I have designed this teaching style over the past ten years, and continue to evolve it, both for the benefit of my students, but also to deal with my deficiencies as an educator. I recognized early in my teaching career that l was not a naturally gifted lecturer. I stutter, I run down tangents and only periodically get back to the main line of thought, my mind races faster and faster, and my poor mouth can never hope to keep up. However, now I know research tells us that lectures fail to communicate information to anybody effectively, when the goal is retention of that knowledge. (Cite studies, etc.—but save the bulk of the research for later) I swing between two organizational poles—hyper-anal-organized (which I can’t sustain for long periods of time) and what could kindly be called a laissez-faire approach to putting things where they belong. I don’t think linearly; I think in circles (which is not necessarily a deficiency, but it is certainly uncommon in the world of education).
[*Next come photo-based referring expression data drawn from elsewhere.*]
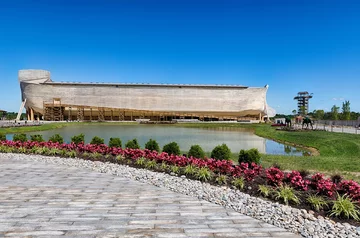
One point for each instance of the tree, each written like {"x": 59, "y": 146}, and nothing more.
{"x": 335, "y": 112}
{"x": 346, "y": 110}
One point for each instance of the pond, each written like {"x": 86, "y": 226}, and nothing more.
{"x": 235, "y": 138}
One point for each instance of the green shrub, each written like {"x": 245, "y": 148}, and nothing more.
{"x": 239, "y": 183}
{"x": 286, "y": 194}
{"x": 97, "y": 141}
{"x": 190, "y": 170}
{"x": 132, "y": 144}
{"x": 54, "y": 151}
{"x": 22, "y": 150}
{"x": 150, "y": 164}
{"x": 264, "y": 190}
{"x": 196, "y": 151}
{"x": 115, "y": 142}
{"x": 56, "y": 138}
{"x": 221, "y": 179}
{"x": 71, "y": 153}
{"x": 221, "y": 152}
{"x": 343, "y": 206}
{"x": 37, "y": 138}
{"x": 172, "y": 148}
{"x": 96, "y": 155}
{"x": 203, "y": 174}
{"x": 249, "y": 156}
{"x": 20, "y": 137}
{"x": 77, "y": 139}
{"x": 140, "y": 161}
{"x": 120, "y": 158}
{"x": 175, "y": 169}
{"x": 316, "y": 202}
{"x": 152, "y": 145}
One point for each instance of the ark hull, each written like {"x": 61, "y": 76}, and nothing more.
{"x": 153, "y": 101}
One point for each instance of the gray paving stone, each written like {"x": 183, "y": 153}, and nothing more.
{"x": 42, "y": 200}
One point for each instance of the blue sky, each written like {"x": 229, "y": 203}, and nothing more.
{"x": 293, "y": 45}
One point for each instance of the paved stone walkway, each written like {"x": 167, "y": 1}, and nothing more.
{"x": 41, "y": 200}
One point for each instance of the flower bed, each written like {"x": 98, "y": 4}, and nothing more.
{"x": 288, "y": 187}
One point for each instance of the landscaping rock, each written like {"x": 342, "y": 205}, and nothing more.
{"x": 292, "y": 219}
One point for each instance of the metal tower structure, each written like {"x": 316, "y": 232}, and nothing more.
{"x": 303, "y": 102}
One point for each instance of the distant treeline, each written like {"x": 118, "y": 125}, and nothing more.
{"x": 321, "y": 115}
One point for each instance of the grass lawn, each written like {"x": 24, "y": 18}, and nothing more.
{"x": 339, "y": 152}
{"x": 51, "y": 126}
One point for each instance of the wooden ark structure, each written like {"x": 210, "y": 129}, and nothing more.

And I’m not willing to work sixteen to eighteen hour days in service to the gods of education, not with a wife and toddler and a Great Dane.
When most people hear the world “concerted,” they think of a concerted effort, or an effort made with massively intense focus and strenuous force. That’s the kind of effort most good and great teachers make every day in class; I am writing this book to alleviate some of that pressure. The alternate meaning for “concerted” is jointly arranged and well-coordinated (cite). This is the message I’m driving towards: if our classrooms are jointly arranged (jointly, between members of the faculty, between teachers and students, and even adding community members to the process), well-coordinated (with lots of planning design done on the front end), and chaotic (with lots of activities going on during a given day—activities which have a definite order and purpose, even if said purpose is not readily apparent to every passerby, and even if the purpose is student-designed), then the education our students will leave us with will expand beyond facts and theorems. They will learn to find and pursue the things they love; they will learn to finish what they start; they will learn to pace themselves; they will learn to design projects; they will learn to speak in front of people and to write with passion—all of which will serve them well going forward in their lives. And you, the teacher/advisor/leader-of-classroom, will be able to truly meet each student where they are, during class, without the burden of five hours of grading schoolwork every night. I reject the idea that only teachers with ulcers are working hard enough. I reject it with all the force of my heart; I reject it along with all the bitterness I had built up, and all the anxiety I spent my days running from before I made this drastic educational shift in my own classroom.